Inteligencia Artificial
¿La IA Generativa es una nueva adicción?
Los peligros del refuerzo intermitente.
7 de abril de 2026 Revisado por Tyler Woods
Los puntos clave
- Buscar “indicaciones perfectas” con IA se asemeja a una conducta adictiva.
- El refuerzo intermitente en la IA puede generar dependencia compulsiva.
- Reconocer los patrones de uso de la IA ayuda a evitar la dependencia compulsiva.
La promesa de la IA está por todas partes, pero también entraña peligros. El problema radica en que no siempre nos da lo que queremos debido a su forma de aplicación. Es una herramienta, no la panacea para todo, en todas partes y en todo momento.
La mayoría de las personas usan la IA como un generador de respuestas: formulando preguntas, generando listas, completando lagunas en la investigación, etc. Si se usa correctamente, las indicaciones de la IA generativa son una serie de instrucciones que se complementan entre sí para crear un resultado. Ahí reside el problema.

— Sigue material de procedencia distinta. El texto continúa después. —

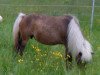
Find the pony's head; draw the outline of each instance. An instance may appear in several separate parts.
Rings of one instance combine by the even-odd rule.
[[[76,61],[77,63],[88,63],[92,60],[92,48],[91,44],[87,41],[84,40],[82,50],[77,54],[76,56]]]

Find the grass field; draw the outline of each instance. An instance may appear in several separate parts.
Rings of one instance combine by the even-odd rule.
[[[79,2],[78,2],[79,1]],[[100,8],[95,8],[91,36],[89,34],[91,7],[90,0],[0,0],[0,75],[100,75]],[[99,0],[95,5],[98,6]],[[71,6],[38,6],[38,5],[76,5]],[[37,6],[32,6],[37,5]],[[47,15],[76,15],[81,24],[84,36],[93,46],[93,62],[86,69],[79,69],[75,62],[71,70],[66,70],[64,46],[47,46],[30,40],[23,57],[14,56],[12,28],[19,12],[42,13]],[[98,16],[97,16],[98,15]]]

Entra en escena el refuerzo intermitente
Para recordar, el refuerzo intermitente se produce cuando una acción recibe una recompensa, pero esta es aleatoria, no garantizada. En el caso de la IA, a menudo caemos en la trampa de introducir algo (lo que, en el lenguaje de la IA, se denomina “prompt”) anticipando una recompensa concreta. El problema es que la IA generativa no funciona así, porque se basa en tres elementos: la(s) base(s) de datos de la que se nutre, el árbol de decisiones que analiza la información en esas bases de datos y, lo más importante, el contexto. De ahí el refuerzo intermitente.
Para ser más precisos, y desde la perspectiva de Skinner, seguimos presionando la barra, esperando obtener exactamente lo que buscamos. El problema es que esa expectativa es errónea, porque no se basa en la relación causa-efecto y puede conducir a un ciclo de dependencia compulsiva. En resumen, seguimos presionando la barra, o escribiendo, reescribiendo y reescribiendo la consigna, esperando esa recompensa.
La IA generativa como categoría de adicción
Cuando empezamos a pensar en la IA como una posible categoría de adicción, debemos considerar la adicción como una dependencia compulsiva. Al combinar las nociones de refuerzo intermitente con la dependencia compulsiva, nos adentramos en un laberinto casi inextricable. Al no conseguir lo que queremos, seguimos modificando la solicitud y haciendo clic con el ratón hasta obtener una aproximación a nuestras necesidades, aunque probablemente no consigamos lo que realmente buscamos, pero, aun así, aceptando alguna aproximación. Y lo repetimos una y otra vez.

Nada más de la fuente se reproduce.